By Haruna Gimba
The Pharmaceutical Society of Nigeria (PSN) has called on all Nigerians to check their health status, stop stigmatization against AIDS/HIV patients and show love to every HIV patient.
In a statement to mark the 2017 World Aids Day, President of the PSN, Pharmacist Ahmad I. Yakasai, said December 1 of every year was designated since 1988, to raise awareness of the AIDS pandemic caused by the spread of HIV infection, and mourning those who have died of the disease.
He added that Government and health care providers, non-governmental organizations and individuals around the world observe the day, often with education on AIDS prevention and control.
According to the statement, as of 2013, AIDS has killed more than 36 million people across the world (1981–2012), and an estimated 35.3 million people are living with HIV, making it one of the most important global public health issues in recorded history.
“Despite recent improved access to antiretroviral treatment in many regions of the world, the AIDS epidemic claims an estimated 2 million lives each year, of which about 270,000 are children.
“According to UNAIDS in 2016, Nigeria had 220,000 new HIV infections and 160,000 AIDS related deaths.
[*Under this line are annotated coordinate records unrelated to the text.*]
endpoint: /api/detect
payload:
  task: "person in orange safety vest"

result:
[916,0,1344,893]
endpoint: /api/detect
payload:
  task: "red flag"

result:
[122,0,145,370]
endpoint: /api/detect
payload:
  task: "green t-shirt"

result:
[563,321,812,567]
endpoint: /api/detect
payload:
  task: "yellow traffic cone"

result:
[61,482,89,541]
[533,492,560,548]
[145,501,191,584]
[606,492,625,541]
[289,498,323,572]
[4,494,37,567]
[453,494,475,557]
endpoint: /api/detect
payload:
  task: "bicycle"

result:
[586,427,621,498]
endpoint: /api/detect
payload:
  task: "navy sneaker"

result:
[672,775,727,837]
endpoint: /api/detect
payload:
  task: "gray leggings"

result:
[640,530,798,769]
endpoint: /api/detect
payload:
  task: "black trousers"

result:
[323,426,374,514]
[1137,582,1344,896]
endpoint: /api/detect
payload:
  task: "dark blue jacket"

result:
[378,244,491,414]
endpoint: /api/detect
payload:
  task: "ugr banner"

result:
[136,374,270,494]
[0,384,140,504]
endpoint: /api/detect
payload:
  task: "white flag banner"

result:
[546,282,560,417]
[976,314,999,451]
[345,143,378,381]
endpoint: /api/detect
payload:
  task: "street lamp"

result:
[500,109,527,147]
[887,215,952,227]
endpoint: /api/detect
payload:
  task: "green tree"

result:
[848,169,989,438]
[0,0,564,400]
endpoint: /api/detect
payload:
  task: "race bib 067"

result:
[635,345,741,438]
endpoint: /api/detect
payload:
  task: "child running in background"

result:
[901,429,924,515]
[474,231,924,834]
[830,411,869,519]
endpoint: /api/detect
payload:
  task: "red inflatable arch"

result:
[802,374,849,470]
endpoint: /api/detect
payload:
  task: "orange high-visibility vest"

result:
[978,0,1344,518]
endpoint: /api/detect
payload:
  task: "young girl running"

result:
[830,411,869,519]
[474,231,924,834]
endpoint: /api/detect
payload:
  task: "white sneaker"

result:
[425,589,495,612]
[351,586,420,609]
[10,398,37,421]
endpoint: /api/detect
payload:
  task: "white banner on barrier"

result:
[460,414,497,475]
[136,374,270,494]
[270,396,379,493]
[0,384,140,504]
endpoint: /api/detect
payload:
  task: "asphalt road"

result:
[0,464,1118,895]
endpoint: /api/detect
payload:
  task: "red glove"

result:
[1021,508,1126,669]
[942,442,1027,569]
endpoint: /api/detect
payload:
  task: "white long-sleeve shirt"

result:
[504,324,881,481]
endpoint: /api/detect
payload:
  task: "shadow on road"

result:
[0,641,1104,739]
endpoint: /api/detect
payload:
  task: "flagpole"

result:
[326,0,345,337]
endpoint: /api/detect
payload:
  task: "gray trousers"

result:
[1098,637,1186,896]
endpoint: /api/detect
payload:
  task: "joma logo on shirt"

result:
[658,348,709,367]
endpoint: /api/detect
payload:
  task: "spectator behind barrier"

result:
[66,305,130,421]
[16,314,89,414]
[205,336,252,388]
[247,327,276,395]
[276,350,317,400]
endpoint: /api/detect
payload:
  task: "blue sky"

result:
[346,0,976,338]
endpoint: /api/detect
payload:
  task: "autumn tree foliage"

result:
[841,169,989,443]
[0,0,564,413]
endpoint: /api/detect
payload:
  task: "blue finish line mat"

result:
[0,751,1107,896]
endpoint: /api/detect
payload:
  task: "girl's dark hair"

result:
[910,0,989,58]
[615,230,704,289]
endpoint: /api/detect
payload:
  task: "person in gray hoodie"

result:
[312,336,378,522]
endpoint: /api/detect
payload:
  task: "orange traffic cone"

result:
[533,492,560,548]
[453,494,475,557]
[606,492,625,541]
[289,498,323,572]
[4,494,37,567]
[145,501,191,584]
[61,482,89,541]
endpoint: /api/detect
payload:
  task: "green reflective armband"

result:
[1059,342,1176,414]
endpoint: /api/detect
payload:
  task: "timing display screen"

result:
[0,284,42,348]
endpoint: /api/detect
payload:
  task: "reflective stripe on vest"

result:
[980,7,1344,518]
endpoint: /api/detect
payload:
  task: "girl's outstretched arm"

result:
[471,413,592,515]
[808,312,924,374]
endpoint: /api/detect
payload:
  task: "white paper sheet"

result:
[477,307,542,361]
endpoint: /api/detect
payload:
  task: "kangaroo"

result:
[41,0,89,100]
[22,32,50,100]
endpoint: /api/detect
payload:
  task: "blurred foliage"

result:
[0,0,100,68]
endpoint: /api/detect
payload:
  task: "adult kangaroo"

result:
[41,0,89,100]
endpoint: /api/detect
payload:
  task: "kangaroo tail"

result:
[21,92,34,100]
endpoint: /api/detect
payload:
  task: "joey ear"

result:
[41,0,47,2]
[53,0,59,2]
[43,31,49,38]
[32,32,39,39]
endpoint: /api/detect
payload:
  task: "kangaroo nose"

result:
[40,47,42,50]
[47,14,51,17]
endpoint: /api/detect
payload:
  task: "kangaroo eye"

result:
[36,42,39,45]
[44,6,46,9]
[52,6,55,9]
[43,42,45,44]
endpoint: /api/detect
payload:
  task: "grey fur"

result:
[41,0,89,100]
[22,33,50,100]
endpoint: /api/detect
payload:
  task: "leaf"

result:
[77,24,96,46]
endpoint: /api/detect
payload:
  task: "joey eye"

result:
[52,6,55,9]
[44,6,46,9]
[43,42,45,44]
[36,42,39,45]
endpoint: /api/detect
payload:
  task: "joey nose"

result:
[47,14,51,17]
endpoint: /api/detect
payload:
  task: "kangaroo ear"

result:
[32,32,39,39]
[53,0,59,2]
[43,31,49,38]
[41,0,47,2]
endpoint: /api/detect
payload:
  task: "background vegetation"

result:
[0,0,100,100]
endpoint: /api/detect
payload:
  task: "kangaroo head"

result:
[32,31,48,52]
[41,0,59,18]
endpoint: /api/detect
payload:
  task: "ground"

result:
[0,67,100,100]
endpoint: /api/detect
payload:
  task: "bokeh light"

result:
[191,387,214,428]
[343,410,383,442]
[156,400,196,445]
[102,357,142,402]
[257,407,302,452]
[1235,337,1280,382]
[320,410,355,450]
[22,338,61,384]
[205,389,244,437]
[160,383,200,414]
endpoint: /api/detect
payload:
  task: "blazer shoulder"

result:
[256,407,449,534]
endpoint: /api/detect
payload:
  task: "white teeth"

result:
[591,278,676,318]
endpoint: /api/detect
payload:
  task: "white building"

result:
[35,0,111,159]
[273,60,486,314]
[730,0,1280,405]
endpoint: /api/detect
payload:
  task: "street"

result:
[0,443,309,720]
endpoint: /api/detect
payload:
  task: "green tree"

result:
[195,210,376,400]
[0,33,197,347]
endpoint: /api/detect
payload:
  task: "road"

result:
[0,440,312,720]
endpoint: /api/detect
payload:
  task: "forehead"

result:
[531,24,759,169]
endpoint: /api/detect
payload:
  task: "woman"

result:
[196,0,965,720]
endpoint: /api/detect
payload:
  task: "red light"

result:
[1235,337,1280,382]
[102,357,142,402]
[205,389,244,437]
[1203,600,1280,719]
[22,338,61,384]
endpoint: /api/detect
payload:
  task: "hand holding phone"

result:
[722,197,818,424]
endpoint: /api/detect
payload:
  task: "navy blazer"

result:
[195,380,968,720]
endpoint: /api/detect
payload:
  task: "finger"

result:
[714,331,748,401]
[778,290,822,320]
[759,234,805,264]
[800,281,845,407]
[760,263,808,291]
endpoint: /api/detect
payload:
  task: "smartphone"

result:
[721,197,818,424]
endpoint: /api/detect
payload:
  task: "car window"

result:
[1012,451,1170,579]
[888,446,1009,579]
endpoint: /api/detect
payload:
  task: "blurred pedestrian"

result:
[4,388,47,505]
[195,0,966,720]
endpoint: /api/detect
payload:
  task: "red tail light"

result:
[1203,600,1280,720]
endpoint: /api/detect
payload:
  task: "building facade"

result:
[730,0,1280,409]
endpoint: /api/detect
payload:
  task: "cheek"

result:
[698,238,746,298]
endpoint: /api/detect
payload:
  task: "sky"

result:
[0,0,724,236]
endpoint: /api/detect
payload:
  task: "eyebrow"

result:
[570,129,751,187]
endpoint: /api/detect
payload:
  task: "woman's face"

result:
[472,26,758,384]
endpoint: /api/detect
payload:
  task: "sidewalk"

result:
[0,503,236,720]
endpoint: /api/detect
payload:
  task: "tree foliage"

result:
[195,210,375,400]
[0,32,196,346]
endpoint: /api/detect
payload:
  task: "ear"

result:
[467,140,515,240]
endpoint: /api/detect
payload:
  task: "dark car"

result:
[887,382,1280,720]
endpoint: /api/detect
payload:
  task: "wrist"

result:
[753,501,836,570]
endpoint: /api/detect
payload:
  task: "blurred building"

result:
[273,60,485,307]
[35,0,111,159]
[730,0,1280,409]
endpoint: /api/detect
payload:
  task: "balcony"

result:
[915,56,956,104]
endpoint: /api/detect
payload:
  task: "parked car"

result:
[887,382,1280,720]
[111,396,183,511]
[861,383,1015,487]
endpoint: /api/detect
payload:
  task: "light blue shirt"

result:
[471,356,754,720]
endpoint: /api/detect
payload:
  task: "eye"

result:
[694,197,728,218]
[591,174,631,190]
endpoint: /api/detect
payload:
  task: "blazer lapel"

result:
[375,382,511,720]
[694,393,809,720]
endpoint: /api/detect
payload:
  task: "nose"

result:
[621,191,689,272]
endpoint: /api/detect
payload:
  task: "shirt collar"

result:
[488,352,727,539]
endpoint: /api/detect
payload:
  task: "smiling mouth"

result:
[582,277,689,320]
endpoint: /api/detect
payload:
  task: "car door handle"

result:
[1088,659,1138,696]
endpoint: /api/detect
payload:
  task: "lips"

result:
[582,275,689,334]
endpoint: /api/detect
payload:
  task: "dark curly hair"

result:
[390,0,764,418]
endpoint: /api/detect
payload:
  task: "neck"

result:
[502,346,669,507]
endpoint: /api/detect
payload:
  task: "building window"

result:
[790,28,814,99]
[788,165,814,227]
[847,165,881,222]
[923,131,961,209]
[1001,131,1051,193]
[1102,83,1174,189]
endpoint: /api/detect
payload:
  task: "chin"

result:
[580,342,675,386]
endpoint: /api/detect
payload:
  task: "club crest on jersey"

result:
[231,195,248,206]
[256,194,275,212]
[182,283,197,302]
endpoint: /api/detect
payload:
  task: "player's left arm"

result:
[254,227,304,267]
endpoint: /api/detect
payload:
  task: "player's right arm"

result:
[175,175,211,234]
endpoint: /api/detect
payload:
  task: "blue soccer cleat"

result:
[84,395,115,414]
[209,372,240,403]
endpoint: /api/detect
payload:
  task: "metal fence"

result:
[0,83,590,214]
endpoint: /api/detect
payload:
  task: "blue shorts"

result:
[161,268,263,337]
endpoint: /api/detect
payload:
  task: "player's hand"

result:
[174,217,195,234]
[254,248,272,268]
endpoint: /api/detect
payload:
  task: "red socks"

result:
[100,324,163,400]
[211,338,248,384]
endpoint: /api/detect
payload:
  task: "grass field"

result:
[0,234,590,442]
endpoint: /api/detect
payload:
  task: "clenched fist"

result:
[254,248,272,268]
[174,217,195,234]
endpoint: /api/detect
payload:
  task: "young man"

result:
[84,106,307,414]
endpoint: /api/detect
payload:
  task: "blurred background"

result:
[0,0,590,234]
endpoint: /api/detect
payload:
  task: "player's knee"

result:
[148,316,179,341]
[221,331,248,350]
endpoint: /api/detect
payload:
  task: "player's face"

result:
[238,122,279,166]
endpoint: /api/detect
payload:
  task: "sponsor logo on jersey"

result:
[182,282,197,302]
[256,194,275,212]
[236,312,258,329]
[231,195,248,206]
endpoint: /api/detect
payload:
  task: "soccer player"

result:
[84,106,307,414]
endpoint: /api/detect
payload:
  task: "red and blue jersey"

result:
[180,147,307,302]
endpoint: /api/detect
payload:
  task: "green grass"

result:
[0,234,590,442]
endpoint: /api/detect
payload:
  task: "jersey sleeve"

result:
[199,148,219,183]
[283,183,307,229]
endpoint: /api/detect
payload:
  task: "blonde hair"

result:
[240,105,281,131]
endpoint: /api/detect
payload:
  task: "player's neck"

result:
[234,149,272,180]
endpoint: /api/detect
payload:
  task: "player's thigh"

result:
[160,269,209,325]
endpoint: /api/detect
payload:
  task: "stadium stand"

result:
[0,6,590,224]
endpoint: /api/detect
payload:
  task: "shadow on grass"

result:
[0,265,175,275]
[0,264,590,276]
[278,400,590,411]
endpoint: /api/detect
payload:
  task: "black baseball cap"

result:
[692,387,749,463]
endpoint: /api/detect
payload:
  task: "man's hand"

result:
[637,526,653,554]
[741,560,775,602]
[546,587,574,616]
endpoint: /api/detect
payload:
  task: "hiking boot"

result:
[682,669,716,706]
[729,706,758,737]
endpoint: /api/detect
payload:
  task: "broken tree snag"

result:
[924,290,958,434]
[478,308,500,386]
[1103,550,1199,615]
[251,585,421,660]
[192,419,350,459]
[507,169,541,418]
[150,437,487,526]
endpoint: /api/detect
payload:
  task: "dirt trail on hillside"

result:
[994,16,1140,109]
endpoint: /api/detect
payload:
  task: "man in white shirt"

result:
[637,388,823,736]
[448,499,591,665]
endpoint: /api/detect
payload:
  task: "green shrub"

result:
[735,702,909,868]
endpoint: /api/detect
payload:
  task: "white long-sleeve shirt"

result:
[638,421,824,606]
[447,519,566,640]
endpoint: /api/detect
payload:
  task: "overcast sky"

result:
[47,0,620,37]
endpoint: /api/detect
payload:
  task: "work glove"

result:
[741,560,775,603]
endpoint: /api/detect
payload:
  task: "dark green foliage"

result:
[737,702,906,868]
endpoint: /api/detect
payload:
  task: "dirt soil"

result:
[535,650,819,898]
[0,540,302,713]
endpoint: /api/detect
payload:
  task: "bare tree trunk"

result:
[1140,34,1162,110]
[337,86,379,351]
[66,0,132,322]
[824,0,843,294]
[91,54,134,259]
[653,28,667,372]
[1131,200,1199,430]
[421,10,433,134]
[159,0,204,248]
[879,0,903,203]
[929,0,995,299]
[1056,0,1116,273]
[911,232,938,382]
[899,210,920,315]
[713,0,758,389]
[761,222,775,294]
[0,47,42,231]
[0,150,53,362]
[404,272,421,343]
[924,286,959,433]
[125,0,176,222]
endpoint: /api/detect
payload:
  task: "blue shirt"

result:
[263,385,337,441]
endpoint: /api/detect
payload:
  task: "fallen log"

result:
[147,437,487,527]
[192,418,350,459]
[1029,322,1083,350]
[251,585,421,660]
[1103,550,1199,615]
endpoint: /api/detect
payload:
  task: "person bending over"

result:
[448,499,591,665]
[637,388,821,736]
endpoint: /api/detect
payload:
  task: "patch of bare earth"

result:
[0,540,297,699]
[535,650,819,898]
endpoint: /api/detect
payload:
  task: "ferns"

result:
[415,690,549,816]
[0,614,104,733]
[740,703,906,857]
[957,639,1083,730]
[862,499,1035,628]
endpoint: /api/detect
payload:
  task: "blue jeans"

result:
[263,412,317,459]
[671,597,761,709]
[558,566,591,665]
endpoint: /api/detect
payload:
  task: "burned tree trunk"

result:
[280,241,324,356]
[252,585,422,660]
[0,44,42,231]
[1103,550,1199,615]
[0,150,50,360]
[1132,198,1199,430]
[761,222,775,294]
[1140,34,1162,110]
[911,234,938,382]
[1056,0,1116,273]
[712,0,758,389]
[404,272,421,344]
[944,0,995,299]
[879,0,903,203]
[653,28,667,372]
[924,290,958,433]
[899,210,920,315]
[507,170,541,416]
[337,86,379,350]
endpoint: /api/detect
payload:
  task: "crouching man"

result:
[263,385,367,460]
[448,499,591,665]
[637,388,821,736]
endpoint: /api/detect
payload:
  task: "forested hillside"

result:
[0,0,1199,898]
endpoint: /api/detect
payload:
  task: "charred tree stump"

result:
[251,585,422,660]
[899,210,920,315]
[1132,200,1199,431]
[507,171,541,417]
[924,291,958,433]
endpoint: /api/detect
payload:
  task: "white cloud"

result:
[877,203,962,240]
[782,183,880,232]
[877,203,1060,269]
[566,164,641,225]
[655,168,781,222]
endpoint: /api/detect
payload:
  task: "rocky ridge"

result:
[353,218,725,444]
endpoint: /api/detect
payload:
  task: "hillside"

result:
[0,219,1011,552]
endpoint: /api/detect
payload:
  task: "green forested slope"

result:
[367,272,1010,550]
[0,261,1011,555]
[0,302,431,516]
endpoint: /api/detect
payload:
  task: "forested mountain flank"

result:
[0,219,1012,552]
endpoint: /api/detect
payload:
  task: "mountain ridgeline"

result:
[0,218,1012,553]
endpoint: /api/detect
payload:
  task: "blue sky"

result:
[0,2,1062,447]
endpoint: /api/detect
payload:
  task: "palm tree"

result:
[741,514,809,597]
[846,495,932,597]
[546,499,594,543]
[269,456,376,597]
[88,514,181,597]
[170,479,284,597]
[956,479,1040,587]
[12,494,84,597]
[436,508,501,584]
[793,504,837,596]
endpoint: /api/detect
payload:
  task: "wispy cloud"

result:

There were 3,200,000 people living with HIV in 2016, among which 30 per cent were accessing antiretroviral therapy.
“Among pregnant women living with HIV, 32% were accessing treatment or prophylaxis to prevent transmission of HIV to Children. An estimated 37,000 Children were newly infected with HIV due to mother-to child transmission,” the statement read.
This year’s World AIDS Day campaign will focus on the right to health. #myrighttohealth campaign will explore the challenges people around the world face in exercising their right to health.
The #myrighttohealth campaign will provide information about the right to health and what impact it has on people’s lives. It will also aim to increase the visibility around the need to achieve the full realization of the right to health by everyone, everywhere.
Almost all of the Sustainable Development Goals are linked in some way to health, so achieving the Sustainable Development Goals, which include ending the AIDS epidemic, will depend heavily on ensuring the right to health.